A few days ago, Shannon Osaka, the “Climate zeitgeist reporter” at the Washington Post wrote a piece exploring the idea that having children is unethical as kids are bad for the climate. She doesn’t mean that kids are loud or messy, in which case I would have agreed they are bad for the environment, but that they do too much breathing and living, using resources and causing climate destruction for those of us lucky to have already been born.
Osaka quotes Travis Rieder, a “bioethicist” at Johns Hopkins University who wrote his own 2017 piece about how environmentally irresponsible it is to have children. Rieder wrote “Having a child imposes high emissions on the world, while the parents get the benefit. So like with any high-cost luxury, we should limit our indulgence.”
Rieder, of course, has a child. He didn’t decide not to have any children but simply to “limit” his “indulgence” as if kids are a naughty chocolate bar before dinner.
Osaka quotes Rieder as saying “’You have a good moral reason to be part of the solution, not part of the problem — even when your part is infinitesimally small.’”
Setting aside whether there is any evidence of this “solution” actually working, and as Osaka points out that evidence is very, very slim, is Rieder or any other anti-children environmentalist doing other “infinitesimally small” measures to save our planet?

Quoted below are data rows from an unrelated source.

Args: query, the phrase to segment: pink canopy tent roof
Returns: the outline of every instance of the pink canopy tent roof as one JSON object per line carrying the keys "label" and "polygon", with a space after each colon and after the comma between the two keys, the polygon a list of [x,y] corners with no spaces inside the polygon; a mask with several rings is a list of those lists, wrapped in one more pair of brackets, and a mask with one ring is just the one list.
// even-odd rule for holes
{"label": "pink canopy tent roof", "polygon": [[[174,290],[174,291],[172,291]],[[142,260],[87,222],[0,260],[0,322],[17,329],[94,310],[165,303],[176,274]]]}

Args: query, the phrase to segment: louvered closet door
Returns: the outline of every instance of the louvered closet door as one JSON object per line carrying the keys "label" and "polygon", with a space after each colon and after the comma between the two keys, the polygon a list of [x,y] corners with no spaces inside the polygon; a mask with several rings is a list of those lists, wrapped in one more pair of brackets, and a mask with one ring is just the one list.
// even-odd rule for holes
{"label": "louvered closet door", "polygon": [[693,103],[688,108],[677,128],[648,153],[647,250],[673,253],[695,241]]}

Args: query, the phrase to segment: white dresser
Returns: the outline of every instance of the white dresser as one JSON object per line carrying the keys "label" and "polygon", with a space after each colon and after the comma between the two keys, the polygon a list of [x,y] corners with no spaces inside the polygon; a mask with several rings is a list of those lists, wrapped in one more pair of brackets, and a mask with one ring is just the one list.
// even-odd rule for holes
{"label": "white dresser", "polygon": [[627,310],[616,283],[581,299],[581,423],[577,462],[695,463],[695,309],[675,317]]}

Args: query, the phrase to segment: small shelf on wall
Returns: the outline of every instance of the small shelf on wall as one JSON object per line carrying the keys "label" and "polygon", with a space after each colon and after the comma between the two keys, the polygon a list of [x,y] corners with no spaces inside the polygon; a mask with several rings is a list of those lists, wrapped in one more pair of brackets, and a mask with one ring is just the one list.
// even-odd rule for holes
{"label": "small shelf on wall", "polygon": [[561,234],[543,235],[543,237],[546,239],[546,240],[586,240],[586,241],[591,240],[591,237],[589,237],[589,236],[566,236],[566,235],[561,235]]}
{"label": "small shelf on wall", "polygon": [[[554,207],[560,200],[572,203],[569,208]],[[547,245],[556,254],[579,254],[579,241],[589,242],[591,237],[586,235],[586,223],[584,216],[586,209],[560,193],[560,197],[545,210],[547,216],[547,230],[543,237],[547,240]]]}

Does he vacation? Ride in a car? Ride on a plane? Heat or cool his home? Why do we simply accept the idea of fewer children, in a country already suffering with a declining birth rate, instead of limiting the excesses of all the bioethicists first.
Overall this line of thinking continues to be an attack on the idea of children and family. It’s part and parcel of the environmental movement that we need to absolutely uproot all the ideas that have held civilization together so far.
Just as the “Green New Deal” requires re-outfitting every single building in the country to fit a new environmental model with, again, slim evidence it will do any good at all, so too does this idea of limiting future children “for the planet” really just mean a rearrangement of the family.
So many of the climate predictions have turned out to be wrong. That’s why most new predictions are couched in the appropriate “could” and “may” language. Writes Osaka “The irony is that even as the footprint of a child born in the developed world is decreasing, the impacts of climate change that child will experience are increasing – and in some cases much faster than scientists had expected. All across the world are already facing days filled with choking wildfire smoke, catastrophic floods, and dangerous heat waves. A child born today will likely still be alive in 2100, at which point warming could have doubled.”
Sure, it could have doubled. It also absolutely could not. The idea that humans are breeding themselves off a cliff relies on so much possibility and very little actuality. So have the children, have several, and don’t let the people who have been wrong about so much scare you out of it.